Bulger has been noted for looking preternaturally boyish for enough decades to send a platoon of plastic surgeons into bankruptcy. His impish blue eyes still scan visitors restlessly, seeking a moment to tease, needle, or break into a half-mocking fragment of an Irish ditty.
Decades of warfare with upstart state senators, his nemesis, desegregationist federal Judge Arthur Garrity, and The Boston Globe he loves to rebuke, have left few wrinkles - and no visible regrets (probably no invisible ones either).
He's into the early months of his new presidency of the University of Massachusetts. He's still cautiously learning the ropes, but displays some coiled-spring intensity about making it a great public university on the model of those in Michigan and California.
"There were some lean years ... the wilderness years," he says, when there was "huge competition for state funds." The university still suffers from the fact that Massachusetts is chockablock with famous private colleges: Harvard, the Massachusetts Institute of Technology, Wellesley, Amherst, Smith, Williams, and on into the night. "So, people argue, why duplicate?"
Nevertheless, he intends to raise student-body quality by requiring higher SAT scores and grade-point averages for admission.
And if another economic slump stretches state finances? "We have a huge, untapped resource [for raising funds]," he says, "the alumni. There are over a quarter million of them in the state. We should be able to persuade them to give more. They don't want to pay for electric lighting. But they will give for an important project."
Won't that just let the state ease back on funding? "I was part of an effort to raise $16 million in private funds for the Boston Public Library.... We had various ways of keeping the state aboard [on funding]. We agreed, for instance, that we would forfeit private funds automatically if the state didn't do its part of the job."
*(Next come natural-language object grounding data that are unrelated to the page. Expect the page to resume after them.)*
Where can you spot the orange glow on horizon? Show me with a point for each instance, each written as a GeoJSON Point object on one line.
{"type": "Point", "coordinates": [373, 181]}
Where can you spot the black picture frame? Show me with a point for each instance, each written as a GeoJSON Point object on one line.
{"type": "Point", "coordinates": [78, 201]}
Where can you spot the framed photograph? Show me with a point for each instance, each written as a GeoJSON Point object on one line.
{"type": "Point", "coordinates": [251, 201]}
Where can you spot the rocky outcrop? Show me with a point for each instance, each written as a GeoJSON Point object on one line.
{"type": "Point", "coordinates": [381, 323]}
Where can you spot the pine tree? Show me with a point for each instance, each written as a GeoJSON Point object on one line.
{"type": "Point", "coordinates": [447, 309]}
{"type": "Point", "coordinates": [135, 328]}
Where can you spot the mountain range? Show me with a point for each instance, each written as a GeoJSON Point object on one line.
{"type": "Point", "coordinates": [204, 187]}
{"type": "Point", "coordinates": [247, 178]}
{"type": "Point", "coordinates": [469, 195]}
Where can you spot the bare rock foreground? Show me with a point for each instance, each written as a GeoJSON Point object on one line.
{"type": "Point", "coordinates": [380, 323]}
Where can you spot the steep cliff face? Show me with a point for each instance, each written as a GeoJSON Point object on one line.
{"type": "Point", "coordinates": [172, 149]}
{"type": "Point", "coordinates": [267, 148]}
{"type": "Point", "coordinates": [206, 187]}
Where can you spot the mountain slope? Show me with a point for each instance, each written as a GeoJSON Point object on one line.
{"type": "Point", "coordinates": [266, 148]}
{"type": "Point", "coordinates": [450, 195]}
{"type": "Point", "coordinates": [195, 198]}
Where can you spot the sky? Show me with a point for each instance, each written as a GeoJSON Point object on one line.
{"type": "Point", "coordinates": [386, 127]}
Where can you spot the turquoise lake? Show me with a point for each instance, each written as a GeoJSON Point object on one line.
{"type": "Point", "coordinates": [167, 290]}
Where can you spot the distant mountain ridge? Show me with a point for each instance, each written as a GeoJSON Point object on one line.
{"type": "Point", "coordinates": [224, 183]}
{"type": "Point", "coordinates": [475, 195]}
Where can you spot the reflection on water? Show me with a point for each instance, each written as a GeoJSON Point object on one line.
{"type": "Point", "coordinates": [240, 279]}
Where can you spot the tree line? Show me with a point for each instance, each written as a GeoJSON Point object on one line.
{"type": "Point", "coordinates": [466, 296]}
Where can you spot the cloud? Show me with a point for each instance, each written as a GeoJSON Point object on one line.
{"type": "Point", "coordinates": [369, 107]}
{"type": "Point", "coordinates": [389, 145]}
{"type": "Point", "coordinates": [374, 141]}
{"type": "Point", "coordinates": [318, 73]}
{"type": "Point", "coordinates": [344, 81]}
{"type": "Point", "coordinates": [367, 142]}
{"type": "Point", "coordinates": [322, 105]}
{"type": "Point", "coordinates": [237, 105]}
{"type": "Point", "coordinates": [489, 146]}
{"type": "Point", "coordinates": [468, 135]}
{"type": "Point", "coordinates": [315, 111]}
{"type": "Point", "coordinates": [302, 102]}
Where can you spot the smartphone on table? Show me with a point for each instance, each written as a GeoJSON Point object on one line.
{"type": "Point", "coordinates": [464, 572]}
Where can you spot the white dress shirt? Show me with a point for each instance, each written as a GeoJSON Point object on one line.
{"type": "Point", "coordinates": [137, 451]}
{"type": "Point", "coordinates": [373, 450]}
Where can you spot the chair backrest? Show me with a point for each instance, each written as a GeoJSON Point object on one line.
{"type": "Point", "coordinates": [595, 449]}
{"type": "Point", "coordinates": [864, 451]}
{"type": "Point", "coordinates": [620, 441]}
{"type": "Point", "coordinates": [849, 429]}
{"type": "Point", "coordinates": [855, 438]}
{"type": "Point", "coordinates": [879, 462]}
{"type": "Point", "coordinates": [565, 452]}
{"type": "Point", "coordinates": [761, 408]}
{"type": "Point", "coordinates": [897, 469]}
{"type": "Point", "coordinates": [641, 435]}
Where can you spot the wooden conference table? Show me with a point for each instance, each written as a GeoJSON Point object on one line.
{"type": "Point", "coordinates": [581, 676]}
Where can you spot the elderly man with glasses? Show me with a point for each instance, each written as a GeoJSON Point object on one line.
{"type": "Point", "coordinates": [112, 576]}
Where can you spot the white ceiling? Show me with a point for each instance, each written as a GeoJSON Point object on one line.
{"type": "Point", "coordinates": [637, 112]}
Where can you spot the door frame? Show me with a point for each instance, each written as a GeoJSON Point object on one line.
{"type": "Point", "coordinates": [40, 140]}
Bulger cited Boston University President John Silber on raising educational quality: "He cares deeply about quality. He says higher education has to be higher."
Commitment to education
And Bulger mentioned his own major role in passing charter-school legislation in the state to show his belief that competition helps raise educational quality and goad innovation.
On that other hot-seat issue of quality and professorial tenure, he is more cautious: "It's a problem for the administration ... that so many people are tenured. But you want the faculty to be secure, optimistic ... not too many ups and downs and changes in rules."
Might he himself find time to teach political science, out of the wealth of his real-world experience? "I want to do that.... I did it at BC [Boston College]. I really love to be in that classroom." Meanwhile, with or without a professor's lectern, he ventures some thoughts on politicians.
On the "dueling millionaires" race for a US Senate seat between Massachusetts Gov. Bill Weld (R.) and incumbent Sen. John Kerry (D.): "Weld has the best manner of all.... I really like him. I called him once and I said, 'Hey, I cut you too deep [today], and I apologize.' So 'Oh,' he says, 'Don't start talkin' like that,' he says. 'You'll take all the fun outta this business.' He's genuine." The Senate race is "a tight one to call ... [but] Kerry, somehow he has not attracted too many individuals who are truly enthusiastic."
What about that other political "name" in Massachusetts, Joe Kennedy (congressman, UMass alum, and son of slain leader Bobby Kennedy)? "I think he tries very hard to render good public service. I'm not always sure how much he reflects on everything.... But he has enormous appeal. He's part of the family."
And what about the head of his Democratic Party? "I happen to like President Clinton in many ways. I think the one danger he faces as he goes back to the country [is] the sense that he does not come with the conviction that they thought he held when he first got there.... There is an evil thing on the [political] scene: People who never act on any conviction and who have spin doctors and think that all of life is an effort to become a weather vane. It happens all across the political landscape now."